Ricevo e pubblico alcune riflessioni di Marco Martino, caleno doc che studia a Roma e frequenta abitualmente i siti che riguardano la sua cittadina.
Sono osservazioni che meritano attenzione, provenienti tra l’altro da un giovane molto impegnato nel sociale.
Ognuno ne faccia l’uso che crede.

Com’ è difficile comunicare!

Entrambi gli articoli valorizzano aspetti e sfumature diverse di una questione importante…
Tutte riflessioni giuste e vere: da una parte la legalità, il senso civico; dall’ altra il cittadino che guarda semplicemente ad un servizio offerto senza malizia o interesse alcuno…
Eppure a leggerli sembrano così contraddittori!
E Questo è il punto.

ALCUNE RIFLESSIONI

Il superamento dell’ idea del “nemico”

Le potenzialità presenti in ciascuno diventano realtà solo nella condivisione con gli altri. E
l’altro, in politica, non è il nemico; è colui del quale ho bisogno perchè la mia idea si realizzi solo insieme alla sua. E’ per percorrere questa strada comune che la fraternità richiede di essere ordinata nella politica. La politica non è resa necessaria dall’ esistenza del male e dall’ inevitabilità dei conflitti; il male e i conflitti esistono (e la politica li deve necessariamente afforntare), ma prima di essi è la fraternità che esige l’ organizzazione politica.

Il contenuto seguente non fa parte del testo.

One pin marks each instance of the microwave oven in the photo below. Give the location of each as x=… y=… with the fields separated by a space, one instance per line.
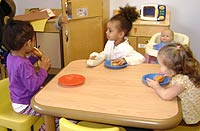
x=155 y=12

La politica non nasce per timore del nemico, ma per amore dell’ amico.
Il nemico lo vedono necessario solo quelle posizioni ideologiche che, avendo perduto la loro forza propria, o non essendo portatrici di un progetto realmente umano, hanno bisogno del conflitto per alimentarsi, e del nemico per affermare, in contrapposizione, la propria identità.
Nella vera politica il fine non giustifica I mezzi, ma ogni mezzo deve essere buono in sé…

La comunicazione “difficile”

La libertà della comunicazione, in particolare di quella giornalistica, è un punto fermo nel dibattito degli ultimi due secoli; anche l'uguaglianza è un valore riconosciuto e quando sembra compromesso dallo strapotere comunicativo di questo o quel gruppo, di questo o quel personaggio, le reazioni sono, giustamente, vivacissime.
Nessuno parla, invece, di fraternità della comunicazione, meno che mai di quella giornalistica.
Anzitutto, come dice Gianfranco Morra, la verità precede la comunicazione, nel senso di Sant'Agostino, secondo il quale ci si incontra solo nella verità, siamo fratelli nella comune appartenenza ad essa. E questo presuppone che, in qualsiasi tipo di comunicazione, si cerchi non di influire sull'altro o di manipolarlo, ma di conoscerlo e trovare un'intesa con lui.
In conclusione, nell'autentica comunicazione viene alla luce una reciprocità che consiste nel mettersi nei panni dell'altro, nello sforzarsi di prevedere le sue possibili reazioni, provando a mettere noi stessi al suo posto, per vedere come reagiremmo noi.
Siamo davanti a una formula che richiama la regola aurea. Il movimento di colui che comunica non è centripeto, di accaparramento e di conquista, ma centrifugo, di
spiazzamento verso quello che Lévinas ha chiamato il volto dell'altro, assunto come centro. Non impossessarsi di ciò che l'altro vede, ma provare a vedere con i suoi occhi: ecco la fraternità.
Ed è questo a cui dobbiamo puntare. Il vero lavoro politico, la vera responsabilità, si manifestano e si esprimono, in modo specifico, nella capacità di accogliere punti di vista diversi, idee, opinioni, valori e priorità.

Il mio invito.
Se gli autori dei due articoli riusciranno a “dialogore”, mettendo assieme punti di vista diversi, solo apparentemente inconciliabili, e valorizzando ciascuno l’ idea e il lavoro dell’ altro…beh….la fraternità avrà fatto un piccolo passo in avanti!

Marco Martino

Commenti

  1. Sentivo la mancanza di Marco, che incontro così fugacemente quando passa a Calvi.
    C'era bisogno di una parola illuminante e "alta", che ci riportasse al senso vero delle cose e del discutere.
    La politica, quella vera, è altro da parossismi denuncianti e querele piccate.
    Caro Marco: quando torni?
    C'è bisogno di te!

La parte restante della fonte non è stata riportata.